It’s also one of a number of new eateries that have opened or will soon open in the area. Falafel Place came to Main Street a little over a year ago; Nick Robertson just opened the doors at Somerville Bread Company on Medford Street in February. Soon, Tipping Cow will serve gourmet ice cream a few doors down from Robertson’s shop.
In some ways, Woods says that this marks a return to Winter Hill’s roots. Lifelong residents will remember the kind of thoroughfare that Broadway once was, lined with shops and restaurants, with the Broadway Theater just down the road in East Somerville.
The challenge, of course, as any neighborhood morphs from a residential district to a drinking and dining destination, is in keeping the neighborhood’s integrity intact—and in keeping rents affordable for the people who currently live there. How do we encourage development without contributing to skyrocketing rents? Can we make this a nicer place for the people who are already here without pushing those same people out?
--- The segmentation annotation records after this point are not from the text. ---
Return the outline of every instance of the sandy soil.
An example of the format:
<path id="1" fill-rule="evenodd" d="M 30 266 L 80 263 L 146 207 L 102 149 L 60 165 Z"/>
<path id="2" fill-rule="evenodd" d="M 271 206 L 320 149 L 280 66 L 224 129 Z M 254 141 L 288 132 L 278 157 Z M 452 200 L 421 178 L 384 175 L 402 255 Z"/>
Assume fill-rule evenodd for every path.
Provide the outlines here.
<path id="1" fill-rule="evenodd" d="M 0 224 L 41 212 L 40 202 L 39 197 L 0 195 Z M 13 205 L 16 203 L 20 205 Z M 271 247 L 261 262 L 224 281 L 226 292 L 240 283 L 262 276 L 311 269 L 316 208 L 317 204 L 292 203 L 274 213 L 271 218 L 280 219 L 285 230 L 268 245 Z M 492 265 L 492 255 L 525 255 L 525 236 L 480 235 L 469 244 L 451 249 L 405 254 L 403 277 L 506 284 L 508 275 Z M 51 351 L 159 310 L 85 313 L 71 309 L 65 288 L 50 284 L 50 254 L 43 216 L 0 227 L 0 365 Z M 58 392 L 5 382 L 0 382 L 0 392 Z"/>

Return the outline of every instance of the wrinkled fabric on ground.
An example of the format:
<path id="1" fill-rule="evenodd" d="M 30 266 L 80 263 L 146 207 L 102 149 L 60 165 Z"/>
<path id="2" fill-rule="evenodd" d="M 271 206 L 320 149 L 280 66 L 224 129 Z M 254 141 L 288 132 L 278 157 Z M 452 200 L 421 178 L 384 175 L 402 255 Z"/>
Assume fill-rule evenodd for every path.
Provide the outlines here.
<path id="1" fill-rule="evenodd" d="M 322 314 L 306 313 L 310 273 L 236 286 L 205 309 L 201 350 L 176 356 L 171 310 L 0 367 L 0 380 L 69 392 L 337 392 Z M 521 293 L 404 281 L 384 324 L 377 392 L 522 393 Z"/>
Finding a way to strike that balance is “the thesis of about a third of all graduate students across the U.S.,” says Woods. It’s something that’s at the front of her mind and the minds of her coworkers at City Hall, and she says that, honestly, they don’t have a simple answer.
What they do know is that they want to keep citizens as involved in the process as possible. Better Block’s Monica Diodati says that her organization tries to get residents and people from the private sector talking, to show people that it’s not as hard as they think to make improvements on their own. Which is why, on February 18, about 30 people got together at the Winter Hill Community School for a follow-up discussion about the Better Block Festival. “We really hadn’t planned on doing this kind of meeting,” says Max MacCarthy, who works in the Economic Development Department at City Hall. But, he says, residents wanted a way to stay involved moving forward. At the meeting, attendees discussed the report Better Block compiled after the festival and tried to set up local, community-based leadership that will guide Winter Hill’s future. There was talk of establishing a neighborhood institution that could set small-scale priorities, whether that means planning events, encouraging advocacy or something else entirely. Winter Hill has its longstanding institutions, but there’s no cohesive organization— formal or informal—for guiding the neighborhood’s future like East Somerville Main Streets and Union Square Main Streets do in their respective communities.
The guys behind Winter Hill Brewing are here to help in whatever way they can. Rowe and business partners Bert Holdredge and David Bailey are still putting the finishing touches on their space—on the late February afternoon when we met, Bailey was building the bar—but they have lots of thoughts about using their brewery in offbeat ways once it’s ready. Rowe says they’d consider scheduling farmers markets during the summer, or maybe holding bicycle races out front. They’re envisioning a future where Winter Hill is a destination, a place where people from Somerville and beyond can converge and connect.
“Somerville is small as it is,” says Holdredge, glancing up from his work on the bar. “We’re just trying to make it smaller.”